A simple and efficient nitrating agent to achieve N-n-butyl-N-(2-nitroxyethyl) nitramine (Bu-NENA) and theoretical study of its compatibility with polyglycidyl nitrate (PGN) and glycidyl azide polymer (GAP)

Abstract

This paper presents a new simple experimental and highly efficient approach to synthesize N-n-butyl-N-(2-nitroxyethyl)nitramine (Bu-NENA) in the attendance of nitric acid and boric acid as a enable nitrating system. The advantages of this method are the excellent yield of product, easy work-up, short reaction time, and atom economy. The study of the compatibility of energetic binder glycidyl azide polymer (GAP) and polyglycidyl nitrate (PGN) with Bu-NENA for solid propellants by using the vacuum stability test (VST) and differential scanning calorimeter (DSC) as another part of this research work was investigated. The quantity of the volume of evolved gas of these blends and glass transition temperature (T_g) were also calculated. According to the results, the addition of plasticizers to PGN and GAP led to a decrease in T_g, which tells about the compatibility of plasticizers with both.

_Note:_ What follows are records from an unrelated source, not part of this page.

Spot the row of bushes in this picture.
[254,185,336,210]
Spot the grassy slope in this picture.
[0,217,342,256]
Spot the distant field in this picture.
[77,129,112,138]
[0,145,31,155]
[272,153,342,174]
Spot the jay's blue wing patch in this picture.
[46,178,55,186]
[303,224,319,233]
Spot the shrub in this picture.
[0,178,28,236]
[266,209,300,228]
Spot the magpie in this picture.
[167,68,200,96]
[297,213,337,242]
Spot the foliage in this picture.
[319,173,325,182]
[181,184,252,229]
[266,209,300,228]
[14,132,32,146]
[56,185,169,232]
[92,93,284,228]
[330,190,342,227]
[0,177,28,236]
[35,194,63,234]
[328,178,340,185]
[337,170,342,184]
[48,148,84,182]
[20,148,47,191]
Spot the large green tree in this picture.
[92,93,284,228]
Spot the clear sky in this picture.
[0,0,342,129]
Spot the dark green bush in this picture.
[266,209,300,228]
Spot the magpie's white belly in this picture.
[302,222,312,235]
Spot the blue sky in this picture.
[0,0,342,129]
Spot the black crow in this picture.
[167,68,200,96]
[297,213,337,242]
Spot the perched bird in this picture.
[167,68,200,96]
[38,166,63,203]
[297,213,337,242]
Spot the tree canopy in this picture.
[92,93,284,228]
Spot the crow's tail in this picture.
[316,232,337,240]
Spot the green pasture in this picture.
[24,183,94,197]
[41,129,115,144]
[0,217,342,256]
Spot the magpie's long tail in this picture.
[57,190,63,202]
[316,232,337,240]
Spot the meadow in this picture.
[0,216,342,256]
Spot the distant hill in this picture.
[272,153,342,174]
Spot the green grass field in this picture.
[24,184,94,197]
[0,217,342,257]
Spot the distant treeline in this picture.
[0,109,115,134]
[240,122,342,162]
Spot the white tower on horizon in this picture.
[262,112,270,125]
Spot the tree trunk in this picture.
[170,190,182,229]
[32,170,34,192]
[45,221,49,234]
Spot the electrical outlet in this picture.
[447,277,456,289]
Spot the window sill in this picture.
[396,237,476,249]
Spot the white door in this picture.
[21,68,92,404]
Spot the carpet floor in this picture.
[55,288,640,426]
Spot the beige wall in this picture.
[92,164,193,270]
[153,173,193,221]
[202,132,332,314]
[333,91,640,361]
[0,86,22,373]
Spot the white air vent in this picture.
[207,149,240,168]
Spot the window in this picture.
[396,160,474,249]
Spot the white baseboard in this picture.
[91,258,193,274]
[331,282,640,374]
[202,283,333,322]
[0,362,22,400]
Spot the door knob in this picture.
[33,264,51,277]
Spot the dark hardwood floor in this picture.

Furthermore, VST showed that Bu-NENA is more compatible with PGN than GAP. In addition, theoretical studies on the interaction between Bu-NENA and binders, as well as molecular electrostatic potential surface (MESP), natural bond orbital (NBO), and the atoms in molecules (AIM) analyses at B3P86/def2-TZVP and PBE/def2-TZVP levels, were investigated. The nature of interactions was investigated using energy decomposition analysis (EDA) analysis at the BP86/TZ2P level. The results of theoretical studies agree with experimental observations about the compatibility of the plasticizer and show that the dispersion forces play a crucial role in compatibility.